Five of the dogs were taken to a nearby veterinary clinic, where they were euthanized. A sixth dog was shot and killed by Stiles' husband. A DNA specialist testified that four of the dogs had blood on them that matched Stiles' DNA.

Veterinarian Valeri Bobbitt inspected the surviving dogs at the clinic. Reading from a report Tuesday, she said the dogs had been kept together, their ears weren't clipped and they had no scars, leading her to believe they hadn't used for fighting. Under questioning from Dan Estrada, Hernandez's attorney, she said the dogs were docile when she took molds of their teeth.

Prosecutors and defense attorneys said three of Hernandez's dogs roamed free, and the three others were kept behind a chain-link fence in the back of his house.

Under Milam County law, Hernandez was not obligated to keep his dogs fenced in or leashed.
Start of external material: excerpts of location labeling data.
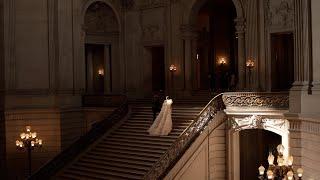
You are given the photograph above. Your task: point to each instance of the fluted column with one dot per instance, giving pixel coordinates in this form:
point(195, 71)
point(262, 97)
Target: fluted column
point(189, 36)
point(315, 6)
point(302, 57)
point(302, 45)
point(240, 27)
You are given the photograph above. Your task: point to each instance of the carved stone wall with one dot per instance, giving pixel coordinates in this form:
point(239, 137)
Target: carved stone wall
point(100, 18)
point(279, 14)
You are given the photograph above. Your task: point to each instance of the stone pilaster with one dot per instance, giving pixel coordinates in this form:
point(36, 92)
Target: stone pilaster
point(302, 45)
point(302, 57)
point(189, 36)
point(315, 5)
point(240, 31)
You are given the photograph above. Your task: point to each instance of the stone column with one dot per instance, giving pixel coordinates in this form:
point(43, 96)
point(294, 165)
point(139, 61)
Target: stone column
point(107, 69)
point(315, 13)
point(89, 72)
point(240, 26)
point(302, 57)
point(302, 45)
point(189, 36)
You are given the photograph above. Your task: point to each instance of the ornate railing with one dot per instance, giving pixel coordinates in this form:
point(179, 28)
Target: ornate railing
point(67, 155)
point(277, 100)
point(178, 148)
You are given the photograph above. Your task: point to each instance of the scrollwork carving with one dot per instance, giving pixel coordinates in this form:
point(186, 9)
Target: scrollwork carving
point(279, 14)
point(180, 145)
point(266, 100)
point(257, 122)
point(100, 18)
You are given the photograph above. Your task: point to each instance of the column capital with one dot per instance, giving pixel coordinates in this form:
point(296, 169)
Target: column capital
point(189, 31)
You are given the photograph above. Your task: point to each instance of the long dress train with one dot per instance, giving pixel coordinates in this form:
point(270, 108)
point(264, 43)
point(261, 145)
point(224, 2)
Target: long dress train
point(162, 126)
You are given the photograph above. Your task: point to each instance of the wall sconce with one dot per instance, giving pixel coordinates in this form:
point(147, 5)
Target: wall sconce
point(28, 141)
point(222, 61)
point(250, 63)
point(173, 68)
point(100, 72)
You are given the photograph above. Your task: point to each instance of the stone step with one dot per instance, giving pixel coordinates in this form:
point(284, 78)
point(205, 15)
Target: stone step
point(129, 152)
point(93, 155)
point(97, 173)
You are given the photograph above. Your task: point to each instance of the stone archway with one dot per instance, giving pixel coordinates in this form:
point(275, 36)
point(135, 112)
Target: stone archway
point(189, 35)
point(101, 39)
point(277, 126)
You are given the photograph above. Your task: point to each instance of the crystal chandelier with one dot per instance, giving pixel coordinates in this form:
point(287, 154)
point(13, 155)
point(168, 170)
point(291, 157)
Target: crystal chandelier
point(282, 170)
point(28, 141)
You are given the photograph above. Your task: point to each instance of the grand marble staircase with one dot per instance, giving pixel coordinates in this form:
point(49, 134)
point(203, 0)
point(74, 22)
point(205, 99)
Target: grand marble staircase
point(128, 151)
But prosecutors said Hernandez still should have been responsible for keeping the dogs enclosed.

They questioned witnesses on Tuesday about the safety of the breeds. Attorneys have previously said that five of the dogs were pit bull mixes and one was a Rottweiler mix. On Tuesday, Bobbitt testified that some of the dogs could have also been German shepherd mixes.

When asked by a prosecutor which breeds she took the most precaution with, Bobbitt listed German shepherds, Dalmatians, pit bulls, Rottweilers and chows.

Dog behavioral analyst Karen Overall called Stiles' death a "predatorial attack" because the dogs attacked Stiles' head and throat.

Prior to the attack, there had been no reports or complaints about Hernandez's dogs with the Milam County sheriff's office.

Hernandez family friend Felix Hinistrosa said he often brought his children to Hernandez's home and let them play while the dogs were in the yard.

Greg Kouba, a sheriff's deputy investigator, said the dogs were not violent when he gathered them shortly after the attack. If convicted, Hernandez could face 180 days to two years in prison.